Challenges for sustainability in Latin America and the Caribbean

© World Bank Photo Collection

Latin America and the Caribbean is made up of 41 extremely diverse countries - some middle income nations such as Mexico and Chile, and others that are less developed, such as Haiti; small island states, and vast territories such as Brazil and Argentina. In this context, the main challenges for sustainable development can vary from one country to the next, but a number of fundamental points run across the board.

Despite favourable economic development, 31.4% of the region’s population live in poverty (ECLAC, 2011). Latin America has the highest levels of income disparity in the world, and these inequalities are mirrored in access and quality in areas such as health, education, and basic services such as electricity and drinking water. The regions ecosystems are of global significance, including five of the ten most biodiverse countries on the planet (Brazil, Colombia, Ecuador, Mexico, and Peru), and the eastern slopes of the Andes constitute the highest biodiversity area known. However, this richness is in grave danger - as these five countries are also among the 15 states with wildlife in greatest danger of extinction.
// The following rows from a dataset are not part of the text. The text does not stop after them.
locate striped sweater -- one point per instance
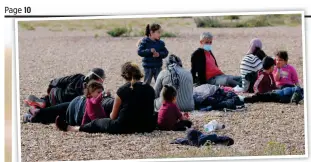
(185, 100)
(250, 63)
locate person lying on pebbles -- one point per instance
(133, 109)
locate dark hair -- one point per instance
(98, 72)
(283, 55)
(130, 71)
(267, 62)
(91, 87)
(169, 93)
(259, 53)
(153, 28)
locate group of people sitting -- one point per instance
(80, 102)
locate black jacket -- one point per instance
(198, 66)
(144, 50)
(69, 87)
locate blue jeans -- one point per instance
(151, 73)
(225, 80)
(288, 91)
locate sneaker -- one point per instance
(225, 140)
(27, 118)
(237, 109)
(34, 101)
(296, 98)
(61, 124)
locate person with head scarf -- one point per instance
(181, 79)
(251, 64)
(204, 67)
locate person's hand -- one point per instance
(49, 90)
(156, 54)
(186, 116)
(108, 92)
(152, 50)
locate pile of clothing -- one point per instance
(197, 138)
(210, 97)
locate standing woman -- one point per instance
(132, 111)
(153, 50)
(181, 79)
(250, 64)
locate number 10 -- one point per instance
(27, 9)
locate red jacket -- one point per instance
(264, 83)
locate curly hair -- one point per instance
(92, 86)
(130, 71)
(282, 54)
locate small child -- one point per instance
(153, 50)
(265, 81)
(94, 96)
(169, 116)
(284, 74)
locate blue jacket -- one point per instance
(144, 50)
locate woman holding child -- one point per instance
(204, 67)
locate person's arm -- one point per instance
(178, 113)
(98, 99)
(294, 76)
(258, 84)
(143, 51)
(97, 111)
(277, 74)
(116, 108)
(164, 52)
(158, 85)
(193, 67)
(64, 81)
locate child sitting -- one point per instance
(285, 75)
(265, 81)
(94, 96)
(285, 95)
(169, 116)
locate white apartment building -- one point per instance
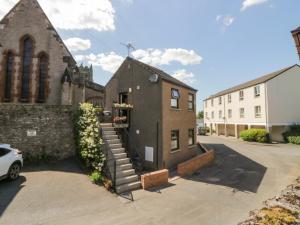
(271, 102)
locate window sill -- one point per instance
(175, 151)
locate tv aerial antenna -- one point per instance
(129, 47)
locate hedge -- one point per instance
(255, 135)
(292, 136)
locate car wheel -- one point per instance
(14, 171)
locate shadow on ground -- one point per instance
(231, 169)
(9, 189)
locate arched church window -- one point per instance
(8, 76)
(26, 64)
(43, 67)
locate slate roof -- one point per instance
(256, 81)
(163, 75)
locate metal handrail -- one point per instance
(110, 158)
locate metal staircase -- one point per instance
(119, 165)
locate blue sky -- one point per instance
(211, 44)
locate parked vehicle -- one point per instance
(11, 162)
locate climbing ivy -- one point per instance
(88, 139)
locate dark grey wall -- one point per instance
(53, 126)
(146, 114)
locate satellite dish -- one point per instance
(153, 78)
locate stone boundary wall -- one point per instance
(191, 166)
(39, 131)
(155, 179)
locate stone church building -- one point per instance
(35, 65)
(40, 85)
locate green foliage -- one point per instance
(256, 135)
(96, 177)
(88, 141)
(200, 115)
(292, 136)
(277, 216)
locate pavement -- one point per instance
(241, 178)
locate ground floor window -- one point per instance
(174, 140)
(191, 137)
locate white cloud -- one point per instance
(166, 56)
(108, 62)
(74, 14)
(185, 76)
(250, 3)
(77, 44)
(226, 20)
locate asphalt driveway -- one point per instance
(242, 177)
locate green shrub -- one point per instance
(255, 135)
(96, 177)
(88, 141)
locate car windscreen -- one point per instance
(4, 151)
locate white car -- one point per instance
(11, 162)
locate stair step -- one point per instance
(123, 167)
(125, 173)
(118, 150)
(111, 137)
(128, 187)
(114, 141)
(115, 146)
(122, 161)
(106, 125)
(120, 155)
(126, 180)
(108, 129)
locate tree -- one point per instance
(200, 115)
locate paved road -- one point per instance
(242, 177)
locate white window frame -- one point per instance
(257, 111)
(257, 91)
(241, 95)
(242, 112)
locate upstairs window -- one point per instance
(174, 140)
(257, 91)
(220, 114)
(43, 68)
(175, 98)
(191, 102)
(229, 98)
(191, 137)
(241, 94)
(26, 67)
(242, 113)
(8, 76)
(257, 111)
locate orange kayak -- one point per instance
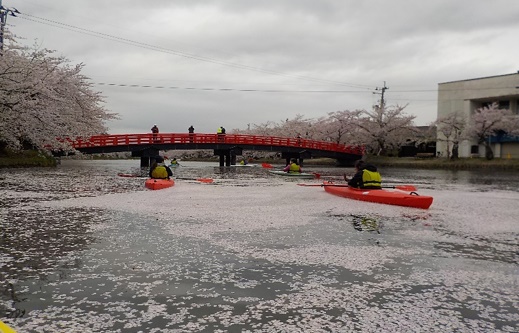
(411, 199)
(159, 184)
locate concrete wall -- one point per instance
(466, 96)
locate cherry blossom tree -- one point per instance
(488, 121)
(43, 97)
(384, 128)
(451, 128)
(339, 126)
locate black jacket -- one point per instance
(356, 180)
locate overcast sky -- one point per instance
(233, 63)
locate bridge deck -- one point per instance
(211, 140)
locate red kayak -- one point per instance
(159, 184)
(411, 199)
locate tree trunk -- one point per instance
(489, 154)
(455, 154)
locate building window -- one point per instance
(503, 105)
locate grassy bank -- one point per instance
(24, 159)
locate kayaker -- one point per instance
(293, 167)
(366, 176)
(159, 171)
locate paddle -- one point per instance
(202, 180)
(398, 187)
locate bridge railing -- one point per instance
(200, 138)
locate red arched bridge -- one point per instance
(227, 146)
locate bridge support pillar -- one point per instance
(147, 156)
(299, 156)
(228, 156)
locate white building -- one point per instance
(466, 96)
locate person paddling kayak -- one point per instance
(366, 176)
(159, 170)
(293, 167)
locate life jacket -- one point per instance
(294, 168)
(159, 172)
(371, 179)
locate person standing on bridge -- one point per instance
(155, 132)
(191, 131)
(293, 167)
(221, 134)
(159, 171)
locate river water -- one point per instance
(84, 250)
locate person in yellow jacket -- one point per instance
(159, 171)
(293, 167)
(366, 176)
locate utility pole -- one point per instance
(383, 89)
(3, 21)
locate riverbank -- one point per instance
(431, 163)
(26, 159)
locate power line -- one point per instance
(73, 28)
(226, 89)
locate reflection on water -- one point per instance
(303, 262)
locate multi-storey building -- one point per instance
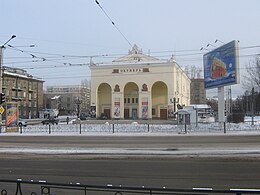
(23, 88)
(64, 98)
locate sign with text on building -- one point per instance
(117, 108)
(221, 66)
(144, 108)
(2, 109)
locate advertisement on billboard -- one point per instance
(221, 66)
(11, 117)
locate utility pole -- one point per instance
(252, 105)
(1, 72)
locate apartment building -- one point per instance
(64, 98)
(23, 88)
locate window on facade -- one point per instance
(153, 111)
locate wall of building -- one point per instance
(26, 91)
(153, 83)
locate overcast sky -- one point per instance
(78, 29)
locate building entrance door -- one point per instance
(107, 113)
(163, 114)
(134, 113)
(126, 113)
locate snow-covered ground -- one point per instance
(135, 128)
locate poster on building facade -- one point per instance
(144, 108)
(170, 111)
(117, 108)
(11, 117)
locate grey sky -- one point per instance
(80, 28)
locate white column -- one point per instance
(221, 104)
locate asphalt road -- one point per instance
(230, 161)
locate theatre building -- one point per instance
(138, 86)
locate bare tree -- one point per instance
(252, 78)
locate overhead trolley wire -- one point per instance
(113, 23)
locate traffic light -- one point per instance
(2, 98)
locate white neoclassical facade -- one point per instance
(137, 86)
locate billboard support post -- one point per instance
(221, 104)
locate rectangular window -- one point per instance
(153, 111)
(115, 71)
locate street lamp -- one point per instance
(1, 61)
(78, 102)
(1, 72)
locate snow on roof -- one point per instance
(55, 97)
(200, 106)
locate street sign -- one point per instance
(2, 109)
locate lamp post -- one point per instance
(1, 73)
(1, 61)
(78, 102)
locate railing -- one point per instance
(137, 128)
(19, 187)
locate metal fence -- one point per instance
(19, 187)
(136, 127)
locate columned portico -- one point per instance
(137, 86)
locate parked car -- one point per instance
(51, 120)
(83, 116)
(22, 123)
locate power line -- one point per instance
(113, 23)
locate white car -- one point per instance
(22, 123)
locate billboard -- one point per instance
(221, 66)
(11, 117)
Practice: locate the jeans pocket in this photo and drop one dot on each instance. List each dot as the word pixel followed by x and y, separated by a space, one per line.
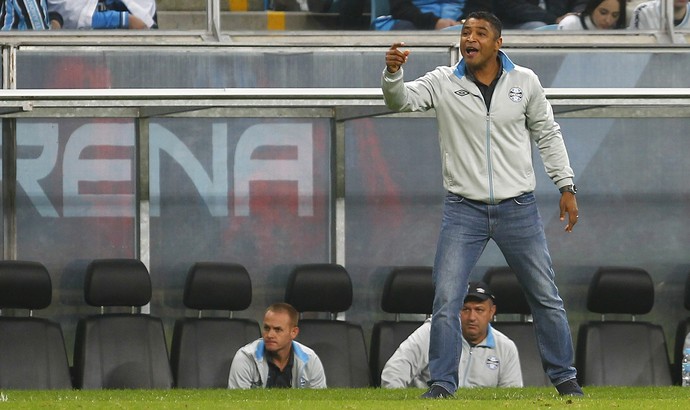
pixel 525 199
pixel 455 199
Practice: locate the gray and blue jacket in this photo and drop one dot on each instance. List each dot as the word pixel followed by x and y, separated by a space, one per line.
pixel 250 367
pixel 486 154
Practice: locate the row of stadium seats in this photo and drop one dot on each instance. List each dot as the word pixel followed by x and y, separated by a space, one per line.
pixel 128 350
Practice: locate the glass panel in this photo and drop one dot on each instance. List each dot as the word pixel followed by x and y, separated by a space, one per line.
pixel 633 191
pixel 75 202
pixel 202 67
pixel 250 191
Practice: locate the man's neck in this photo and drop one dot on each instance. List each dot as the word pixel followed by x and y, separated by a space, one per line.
pixel 281 358
pixel 487 73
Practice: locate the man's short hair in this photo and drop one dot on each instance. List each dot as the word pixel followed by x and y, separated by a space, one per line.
pixel 490 17
pixel 283 307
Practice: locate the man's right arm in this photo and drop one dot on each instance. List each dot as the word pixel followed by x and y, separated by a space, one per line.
pixel 241 372
pixel 408 361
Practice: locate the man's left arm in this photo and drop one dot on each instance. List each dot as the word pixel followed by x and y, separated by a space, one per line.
pixel 547 135
pixel 511 372
pixel 317 376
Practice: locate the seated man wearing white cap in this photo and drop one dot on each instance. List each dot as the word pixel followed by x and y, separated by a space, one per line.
pixel 489 358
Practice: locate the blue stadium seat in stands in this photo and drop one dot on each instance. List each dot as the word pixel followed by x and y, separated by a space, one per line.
pixel 617 352
pixel 548 27
pixel 407 290
pixel 120 350
pixel 339 344
pixel 510 300
pixel 203 348
pixel 32 350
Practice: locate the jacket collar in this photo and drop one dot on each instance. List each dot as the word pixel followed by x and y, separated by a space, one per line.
pixel 507 64
pixel 297 351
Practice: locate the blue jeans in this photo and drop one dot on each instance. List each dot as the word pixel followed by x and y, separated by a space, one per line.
pixel 516 227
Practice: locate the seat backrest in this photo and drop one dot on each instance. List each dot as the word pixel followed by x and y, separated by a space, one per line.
pixel 407 290
pixel 511 300
pixel 682 331
pixel 622 353
pixel 339 344
pixel 32 350
pixel 120 350
pixel 203 348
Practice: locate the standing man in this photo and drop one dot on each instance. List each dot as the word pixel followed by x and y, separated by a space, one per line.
pixel 276 359
pixel 489 110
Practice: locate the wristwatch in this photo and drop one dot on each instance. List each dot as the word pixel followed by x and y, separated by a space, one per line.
pixel 568 188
The region is also rich in cultural and linguistic diversity, with over 650 indigenous peoples speaking more than 600 languages. This diversity is a source of creativity, growth, and human development, but it can also give rise to overwhelming social tensions, exclusion, and discrimination.

The problems of global climate change and threats to biodiversity have been severely aggravated through a lack of protection for tropical forests. This has left the region even more vulnerable to extreme climate phenomena, such as cyclones, flooding, and droughts, particularly in the small Caribbean islands that are facing an ever-growing threat from rising sea levels.

Why education for sustainable development?

© UNESCO

UNESCO underscores education’s role in improving quality of life and levels of personal satisfaction, but most of all as one of the tools that society has at its disposal to make real changes.

In order to make our societies shift towards sustainability, we need a bedrock of citizens who are aware of the interrelatedness of social, economic, and environmental issues. We need education that nourishes critical thinking and changes in people’s behaviour, so that they can make decisions and take action in favour of global sustainability.

Current education practices have met with little success in teaching people how to adopt more sustainable lifestyles. If we are to change society, we must also change the ways in which we teach and learn. UNESCO promotes quality Education for Sustainable Development that ensures the relevance of teaching methods and content in making children and young people ready to build a development model that does not define success purely in terms of economic growth.